4. Gott sitzt auf dem Richterstuhl
Wir Menschen neigen dazu, sehr schnell die Welt nach unseren Urteilen aufzuteilen und abzurichten.
Und da schiebt Paulus einen Riegel vor.
Du Mensch, du weißt nicht alles und deshalb sitzt auch nicht du auf dem Richterstuhl, sondern Gott.
Gott sei Dank.
Wir erinnern uns vielleicht noch, wie es damals war:
Wie haben wir die Welt beurteilt, als wir noch 20 waren – in Gut und Schlecht und komischer Weise war man selbst sehr oft auf der Seite der Guten. Und dann waren wir 40 und die ersten Lebenskrisen haben den eigenen Blickwinkel verändert und dann sind wir 70 und sind darüber hoffentlich barmherzig geworden. Nicht beliebig, sondern gnädig.
Wie sagte es Jesus (Lk 6,36): 36 Seid barmherzig, wie auch euer Vater barmherzig ist. 37 Und richtet nicht, so werdet ihr auch nicht gerichtet. Verdammt nicht, so werdet ihr nicht verdammt.
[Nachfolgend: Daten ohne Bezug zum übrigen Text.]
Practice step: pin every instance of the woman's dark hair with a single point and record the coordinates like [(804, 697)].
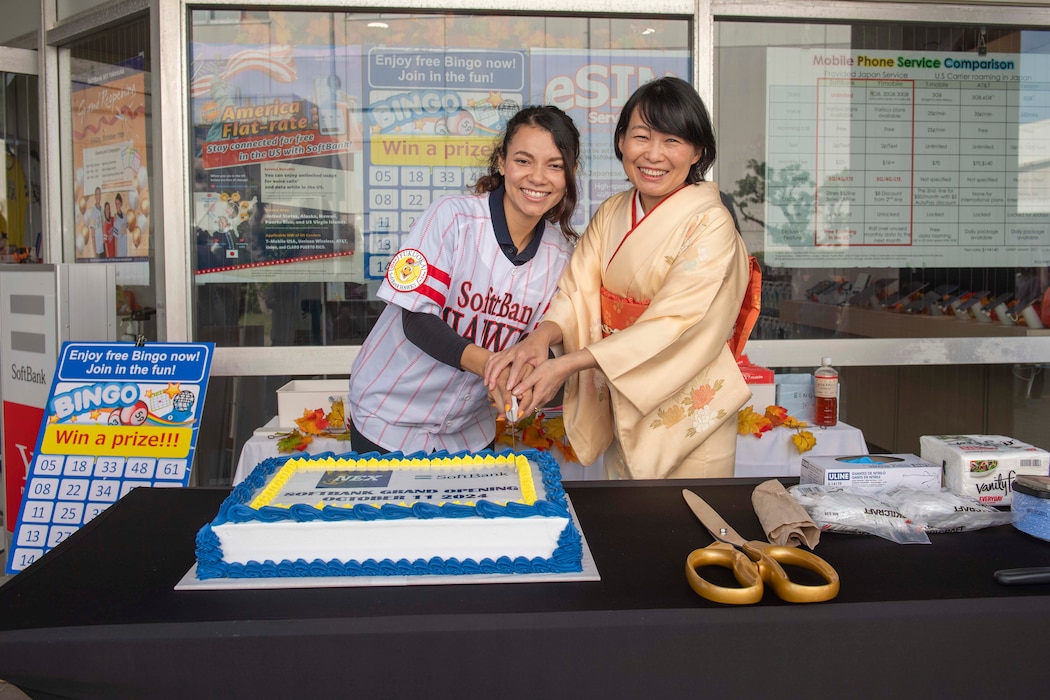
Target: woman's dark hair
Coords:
[(671, 105), (566, 140)]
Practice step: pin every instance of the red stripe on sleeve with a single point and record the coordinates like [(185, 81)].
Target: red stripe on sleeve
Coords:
[(433, 294), (440, 275)]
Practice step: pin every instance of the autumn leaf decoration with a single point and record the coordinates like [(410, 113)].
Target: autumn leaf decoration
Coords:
[(538, 431), (313, 422), (750, 423)]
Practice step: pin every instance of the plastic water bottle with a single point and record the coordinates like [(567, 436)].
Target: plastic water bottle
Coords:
[(825, 389)]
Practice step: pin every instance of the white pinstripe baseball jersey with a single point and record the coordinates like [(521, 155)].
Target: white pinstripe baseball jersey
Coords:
[(450, 264)]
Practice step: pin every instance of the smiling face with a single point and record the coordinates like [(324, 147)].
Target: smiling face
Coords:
[(656, 163), (533, 174)]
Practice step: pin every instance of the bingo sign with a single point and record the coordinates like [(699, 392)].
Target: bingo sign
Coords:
[(434, 117), (119, 416)]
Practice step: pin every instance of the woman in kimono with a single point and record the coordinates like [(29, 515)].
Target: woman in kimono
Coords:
[(646, 306)]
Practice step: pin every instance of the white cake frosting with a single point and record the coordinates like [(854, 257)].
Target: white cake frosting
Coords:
[(394, 515)]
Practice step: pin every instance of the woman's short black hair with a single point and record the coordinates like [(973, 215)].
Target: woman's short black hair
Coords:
[(566, 140), (671, 105)]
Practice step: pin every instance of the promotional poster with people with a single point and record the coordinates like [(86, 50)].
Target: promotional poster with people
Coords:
[(111, 212), (296, 181)]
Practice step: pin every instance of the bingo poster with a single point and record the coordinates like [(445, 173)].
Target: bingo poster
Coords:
[(119, 416)]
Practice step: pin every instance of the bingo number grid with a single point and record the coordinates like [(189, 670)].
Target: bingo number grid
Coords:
[(63, 492), (397, 195)]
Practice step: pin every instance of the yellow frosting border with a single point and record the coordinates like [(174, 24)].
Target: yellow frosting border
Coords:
[(518, 462)]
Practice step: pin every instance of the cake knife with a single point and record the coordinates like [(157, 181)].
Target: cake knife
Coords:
[(511, 409)]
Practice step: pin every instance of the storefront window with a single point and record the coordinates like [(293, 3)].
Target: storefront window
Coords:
[(319, 138), (893, 178), (109, 103)]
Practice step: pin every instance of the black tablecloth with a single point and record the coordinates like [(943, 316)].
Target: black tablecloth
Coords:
[(98, 617)]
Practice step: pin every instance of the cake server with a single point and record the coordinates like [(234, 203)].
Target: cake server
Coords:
[(1029, 575)]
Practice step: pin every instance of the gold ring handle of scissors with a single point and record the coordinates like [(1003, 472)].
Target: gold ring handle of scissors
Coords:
[(754, 565), (760, 561)]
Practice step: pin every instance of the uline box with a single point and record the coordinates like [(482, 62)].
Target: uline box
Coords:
[(870, 472)]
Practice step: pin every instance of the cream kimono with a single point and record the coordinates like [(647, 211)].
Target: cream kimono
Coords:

Vergebt, so wird euch vergeben.

5. Beispielhaft leben

Und Paulus schreibt deshalb in seinem Brief an die Römer diese Worte, die unser heutiger Predigttext sind:
10 Warum verurteilst du dann deinen Bruder oder deine Schwester? Und du, warum verachtest du sie? Wir werden alle einmal vor Gott stehen und von ihm gerichtet werden. 11 In den Heiligen Schriften heißt es ja: »So gewiss ich, der Herr, lebe: Alle werden vor mir auf die Knie fallen, alle werden Gott die Ehre geben.« 12 So wird also jeder Einzelne von uns sich für sein eigenes Tun verantworten müssen. 13 Hören wir also auf, uns gegenseitig zu verurteilen! Seid vielmehr kritisch gegen euch selbst, wenn ihr euch im Glauben stark fühlt, und vermeidet alles, was einem Bruder oder einer Schwester Anstoß bereiten oder sie zu Fall bringen kann.

Paulus richtet unseren Blick auf uns zurück. Betrachte nicht die anderen, sondern sieh auf Dich – das ist verheißungsvoller. Zieh deine Kraft zum Handeln nicht daraus, dass du die anderen schlecht machst, um damit selbst besser dazustehen.
Es reicht, wenn du versuchst selbst ein Beispiel zu geben – durch dein Leben. Kein selbstgefälliges, sondern ein wohlgefälliges. Nicht für dich selbst und dein eigenes Gewissen, sondern für den anderen. Kein scheinheiliges Leben, sondern ein geheiligtes – damit wir die Schwachen nicht vor den Kopf stoßen und damit zu Fall bringen.

Unsere Kritiker und die, die gegen die Kirche ins Feld ziehen werden wir damit nicht überzeugen, aber die, die sich auf den Weg gemacht haben, die Suchenden, weil sie spüren, welchen Reichtum und welch großen Schatz der Glaube birgt, die sollen wir nicht zu Fall bringen.
Auch unsere Konfirmanden brauchen uns als gute Beispiele und Vorbilder, dass sie an uns sehen, was es heißt, mit Christus sein Leben zu meistern. Keine Gemeinde von Saubermänner, sondern aufrechte, redliche Menschen – „die Gemeinde der Sünder“, denen man abspürt, dass sie aus der Barmherzigkeit und der Vergebung Gottes leben. Täglich.
Wenn das gelingt, dann ist schon sehr viel gewonnen.
in einem Fastenkalender standen auf einem Kalenderblatt nur diese zwei Sätze: Nehmen wir an, es kämen welche und wollten sie verhaften, weil sie ein Christ sind. Fänden sie genug Beweise, um sie zu überführen?
Und wir können nur sagen: Hoffentlich.